In ihrem Haushaltsplan steht auch, dass die städtischen Töchter, also allen voran Herner Sparkasse und Stadtwerke, mit Millionenbeträgen den Haushalt stützen sollen. Die dürften nicht begeistert sein.

Das wird für die Zukunft natürlich nicht einfach. Jetzt haben die Stadtwerke 250 000 RWE-Aktien verkauft und die gleiche Menge wird bis Jahresende folgen. Damit werden wir rund ein Viertel der RWE-Bestande veräußert und so die Mittel für 2018 aufgebracht haben. Die kommen aber im Wesentlichen aus der Substanz. Das geht einige Jahre, aber natürlich nicht auf Dauer.

Herne hat über eine Milliarde Euro Schulden, darunter knapp 600 Millionen Euro Kassenkredite. Hat die Stadt früher, als noch Geld da war, über ihre Verhältnisse gelebt?

Nein, das sind die Versäumnisse der Vergangenheit von Bund und Land: Sie haben die Städte nicht mit den nötigen Finanzmitteln ausgestattet, die sie brauchen. Kassenkredite sind im Wesentlichen die Finanzierung der Verluste der Vergangenheit. Deshalb müssen wir auch das Altschuldenproblem lösen. Und, so meine dritte Forderung, gleichzeitig die Investitionsfähigkeit der Kommunen stärken.

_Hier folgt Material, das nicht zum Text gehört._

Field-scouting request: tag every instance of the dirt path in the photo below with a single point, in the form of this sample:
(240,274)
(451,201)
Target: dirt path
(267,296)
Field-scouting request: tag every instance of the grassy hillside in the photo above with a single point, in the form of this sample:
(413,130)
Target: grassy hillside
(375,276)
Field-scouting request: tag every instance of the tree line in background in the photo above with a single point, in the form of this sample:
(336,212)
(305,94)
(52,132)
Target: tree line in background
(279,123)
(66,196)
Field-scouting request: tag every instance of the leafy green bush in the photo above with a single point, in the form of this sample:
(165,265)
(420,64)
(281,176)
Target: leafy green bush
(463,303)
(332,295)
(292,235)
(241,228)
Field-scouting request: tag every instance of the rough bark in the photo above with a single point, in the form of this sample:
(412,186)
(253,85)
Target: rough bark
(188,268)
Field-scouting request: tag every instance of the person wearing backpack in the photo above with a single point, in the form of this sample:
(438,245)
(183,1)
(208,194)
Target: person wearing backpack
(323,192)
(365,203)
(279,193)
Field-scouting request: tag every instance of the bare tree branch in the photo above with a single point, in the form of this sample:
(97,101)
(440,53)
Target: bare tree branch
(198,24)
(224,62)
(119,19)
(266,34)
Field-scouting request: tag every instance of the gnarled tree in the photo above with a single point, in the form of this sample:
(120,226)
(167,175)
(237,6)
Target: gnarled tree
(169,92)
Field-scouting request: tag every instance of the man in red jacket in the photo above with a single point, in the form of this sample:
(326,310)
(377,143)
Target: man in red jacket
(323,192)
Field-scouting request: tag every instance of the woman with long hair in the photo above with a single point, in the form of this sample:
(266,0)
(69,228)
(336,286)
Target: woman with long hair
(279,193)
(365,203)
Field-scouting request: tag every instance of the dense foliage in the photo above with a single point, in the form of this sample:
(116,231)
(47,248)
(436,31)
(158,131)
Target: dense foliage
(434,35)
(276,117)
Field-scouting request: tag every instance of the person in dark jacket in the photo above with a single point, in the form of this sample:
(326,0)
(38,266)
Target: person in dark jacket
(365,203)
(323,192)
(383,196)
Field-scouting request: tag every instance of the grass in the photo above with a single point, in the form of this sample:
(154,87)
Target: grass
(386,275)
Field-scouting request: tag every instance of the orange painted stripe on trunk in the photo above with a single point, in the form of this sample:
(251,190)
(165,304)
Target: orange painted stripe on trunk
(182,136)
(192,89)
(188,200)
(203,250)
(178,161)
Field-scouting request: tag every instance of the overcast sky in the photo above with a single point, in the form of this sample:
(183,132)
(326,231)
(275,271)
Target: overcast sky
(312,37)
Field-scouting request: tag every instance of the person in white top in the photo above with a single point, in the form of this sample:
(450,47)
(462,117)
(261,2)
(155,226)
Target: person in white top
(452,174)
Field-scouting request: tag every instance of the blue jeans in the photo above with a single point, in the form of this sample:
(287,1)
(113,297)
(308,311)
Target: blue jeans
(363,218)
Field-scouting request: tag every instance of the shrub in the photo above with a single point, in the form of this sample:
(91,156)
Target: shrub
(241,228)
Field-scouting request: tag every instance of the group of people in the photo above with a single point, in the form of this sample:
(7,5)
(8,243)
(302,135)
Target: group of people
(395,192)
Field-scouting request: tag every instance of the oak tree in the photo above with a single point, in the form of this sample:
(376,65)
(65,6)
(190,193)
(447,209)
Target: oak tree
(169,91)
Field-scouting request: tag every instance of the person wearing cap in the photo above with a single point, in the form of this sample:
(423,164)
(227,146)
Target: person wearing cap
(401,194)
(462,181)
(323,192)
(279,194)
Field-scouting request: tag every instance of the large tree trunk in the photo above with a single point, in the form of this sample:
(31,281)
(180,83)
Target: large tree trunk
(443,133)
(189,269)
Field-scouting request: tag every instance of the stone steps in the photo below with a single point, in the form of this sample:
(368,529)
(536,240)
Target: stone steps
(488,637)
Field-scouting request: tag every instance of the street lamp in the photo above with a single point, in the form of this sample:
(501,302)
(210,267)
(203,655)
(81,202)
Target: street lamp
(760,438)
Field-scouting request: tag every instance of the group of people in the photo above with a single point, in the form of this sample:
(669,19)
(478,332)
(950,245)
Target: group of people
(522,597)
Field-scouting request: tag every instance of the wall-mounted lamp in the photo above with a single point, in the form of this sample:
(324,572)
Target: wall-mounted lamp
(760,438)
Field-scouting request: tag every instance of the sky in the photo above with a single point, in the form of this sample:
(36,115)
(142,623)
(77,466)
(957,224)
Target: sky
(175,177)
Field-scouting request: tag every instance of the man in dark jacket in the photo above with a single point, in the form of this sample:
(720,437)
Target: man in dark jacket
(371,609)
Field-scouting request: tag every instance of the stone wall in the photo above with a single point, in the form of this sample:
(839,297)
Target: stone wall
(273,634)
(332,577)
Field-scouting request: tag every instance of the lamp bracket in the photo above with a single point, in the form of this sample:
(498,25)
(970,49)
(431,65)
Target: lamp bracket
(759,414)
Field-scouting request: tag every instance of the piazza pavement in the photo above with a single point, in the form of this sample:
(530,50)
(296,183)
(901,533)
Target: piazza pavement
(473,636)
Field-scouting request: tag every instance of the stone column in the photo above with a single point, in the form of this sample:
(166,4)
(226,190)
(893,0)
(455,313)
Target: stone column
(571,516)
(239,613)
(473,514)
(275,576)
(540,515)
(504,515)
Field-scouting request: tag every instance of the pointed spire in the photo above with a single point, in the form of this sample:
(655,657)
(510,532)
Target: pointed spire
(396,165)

Im Übrigen: Unsere Schulden sind auch deshalb so hoch, weil wir beispielsweise die deutsche Einheit mitfinanziert haben. Da wir das Geld dafür nicht hatten, mussten wir es leihen. Mit Zinsen und Zinseszinsen waren das bis zu 220 Millionen Euro. Die Förderung nach Himmelsrichtung muss endlich aufhören: Wir brauchen eine Förderung nach Bedürftigkeit.

>> ZUR PERSON: Hans Werner Klee

Ende 2012 wählte der Stadtrat den damals parteilosen Hans Werner Klee zum Kämmerer, sein Gegenkandidat hieß damals Markus Schlüter, seinerzeit CDU-Fraktionschef, der knapp unterlag. 2013 dann beerbte Klee den langjährigen städtischen Finanzchef Peter Bornfelder.

Der promovierte Betriebswirt Klee war bis 2010 Geschäftsführer der RAG Montan Immobilien, anschließend war er mit Oberhausens Ex-Oberbürgermeister Burkhard Drescher Gesellschafter der BDC Consulting.

Der 59-Jährige, der nach seiner Wahl zum Kämmerer der SPD beitrat, ist gebürtiger Hürther, lebt aber seit vielen Jahren in Bochum-Langendreer; in Herne hat er einen Zweitwohnsitz. Klee ist verheiratet und hat zwei Söhne.